Das von Renan erträumte Ziel ist demnach, die Träger der Entwicklung, die Culturträger mit den entscheidenden Machtmitteln auszustatten, sie aufs neue zu einer Art von Zauberern zu machen. In ihren Händen allein würde die Macht nicht odios, sondern wohlthätig sein. Sie würden als die menschgewordene Vernunft erscheinen, als eine wahrhaft unfehlbare päpstliche Macht. Mit den Schreckmitteln, welche die moderne Wissenschaft in ihre Hand legte, würden sie einen Terrorismus der Vernunft einführen.
Wir erleben in unseren Tagen, wo wir das Dynamit in den Händen der zerstörenden und die Millionenheere mit den verfeinerten Mordwerkzeugen in der Gewalt der reactionären Elemente sehen, eine Schreckensherrschaft der Brutalität. Renan stellt sich nun vor, dass der Bund aller der höchsten und reinsten Begabungen unwiderstehlich sein würde, weil er über die Existenz des Planeten selbst geböte. Er übersieht merkwürdigerweise, dass selbst wenn dies nicht eine blosse Phantasie wäre, sich die Drohung mit der Vernichtung des Planeten aus dem Grunde als unbrauchbar erwiese, weil sie den Widersetzigen gegenüber sich nicht stückweise ausführen liesse.

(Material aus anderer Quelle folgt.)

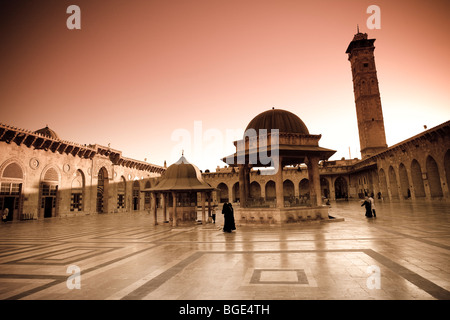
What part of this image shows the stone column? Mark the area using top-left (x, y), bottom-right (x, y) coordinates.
top-left (201, 191), bottom-right (206, 225)
top-left (162, 193), bottom-right (168, 222)
top-left (238, 165), bottom-right (246, 207)
top-left (307, 156), bottom-right (322, 207)
top-left (329, 177), bottom-right (336, 201)
top-left (275, 157), bottom-right (284, 208)
top-left (244, 165), bottom-right (251, 201)
top-left (228, 184), bottom-right (233, 203)
top-left (172, 192), bottom-right (177, 227)
top-left (207, 192), bottom-right (212, 221)
top-left (153, 192), bottom-right (158, 225)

Zur selben Zeit, als Eduard v. Hartmann den Traum einer freiwilligen Selbstvernichtung der Menschheit auf ähnliche Art durch einen Beschluss der höchststehenden Menschen träumte, hat Renan von dieser Drohung als Mittel in der Hand der höchststehenden Wesen geträumt. Wesen müssen sie genannt werden, nicht Menschen; denn sie sind es, die später bei Nietzsche mit dem Namen Uebermenschen belegt werden.

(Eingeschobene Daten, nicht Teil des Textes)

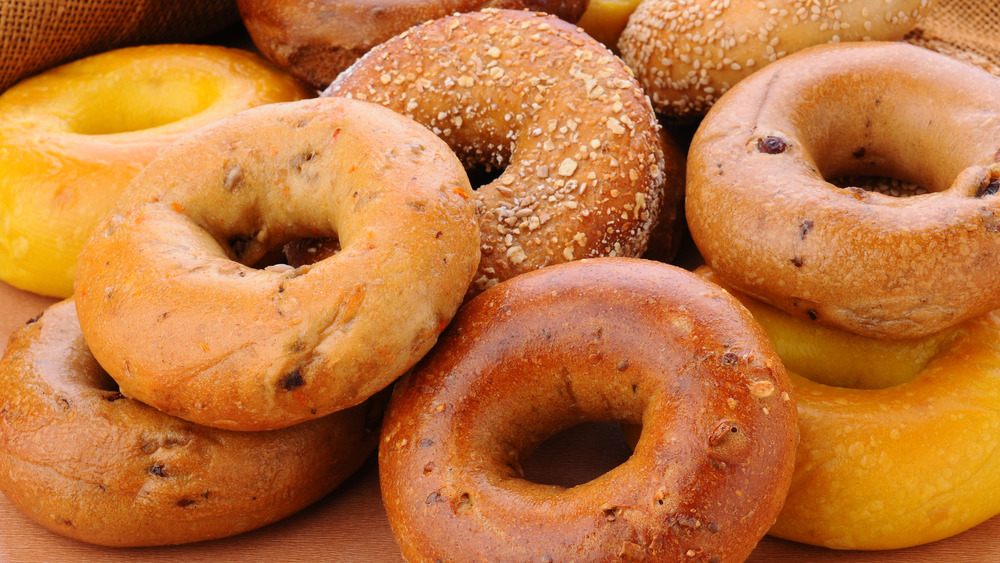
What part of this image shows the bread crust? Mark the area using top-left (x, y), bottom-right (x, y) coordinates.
top-left (327, 9), bottom-right (685, 296)
top-left (0, 299), bottom-right (381, 547)
top-left (620, 0), bottom-right (935, 119)
top-left (74, 97), bottom-right (481, 430)
top-left (237, 0), bottom-right (589, 89)
top-left (380, 258), bottom-right (798, 562)
top-left (687, 42), bottom-right (1000, 338)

Ist nur einmal der Begriff der Entwicklung gesichert, wird, nach Renan's Meinung, wie die Menschheit aus der Thierheit hervorging, das Göttliche aus dem Menschlichen hervorgehen können. Wesen werden entstehen können, welche die Menschen so gebrauchen, wie jetzt wir die Thiere.
Er hat zunächst im Scherze Phantasien über eine Art Stuterei solcher genialer Herrschergeister, eine Art Asgaard, entwickelt. Allen Ernstes glaubt er an die Möglichkeit des Entstehens einer höheren Menschenart, und an diesem Punkte eben ist es, wo Renan die Anknüpfung an die Shakespeare'sche Dichtung sucht.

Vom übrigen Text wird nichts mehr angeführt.